[BUG] apply_tensor_parallelism() is not executed in Zero3 without self.mpu #4080

devamanyu · 2023-08-03T00:07:17Z

Describe the bug

In Hybrid Engine, the apply_tensor_parallelism() is not called when model inference container requires tp > 1 but self.mpu is None. For example, for a large model in Zero3, the apply_tensor_parallelism() is not called.

Log output

To Reproduce

DeepSpeed/deepspeed/runtime/hybrid_engine.py

Line 206 in a7fe3bc

self._inference_containers[layer_id].apply_tensor_parallelism(self.mp_replace,

To reproduce - call any large model, say Llama 30b using Zero 3 + Hybrid Engine.
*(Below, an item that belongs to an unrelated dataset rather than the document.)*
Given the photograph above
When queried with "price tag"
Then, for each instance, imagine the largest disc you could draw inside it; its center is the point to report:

The text was updated successfully, but these errors were encountered:

wang990099 · 2023-09-12T08:57:36Z

I meet same issue, too. I try to call apply_tensor_parallelism(), I get wrong attention tensor size, too I find auto_tp.py that tensor parallel copy to original size not tp tensor size,

hxdtest · 2023-10-04T14:19:52Z

config = {
  "train_batch_size" : 32,
  "train_micro_batch_size_per_gpu": 2,
  "steps_per_print": 10,
  "zero_optimization": {
    "stage": 3,
    "offload_param": {
        "device": "cpu"
    },
    "stage3_param_persistence_threshold": 0
  },
  "fp16":{
    "enabled": True,
    "loss_scale_window": 100
  },

"hybrid_engine": {
    "enabled": True,
    "inference_tp_size": 2},


  "gradient_clipping": 1.0,
 
}
kwargs = {}
kwargs["config"]  = config

import torch

from transformers import AutoModelForCausalLM
import deepspeed
import argparse
from deepspeed.accelerator import get_accelerator

deepspeed.runtime.utils.see_memory_usage('pre test', force=True)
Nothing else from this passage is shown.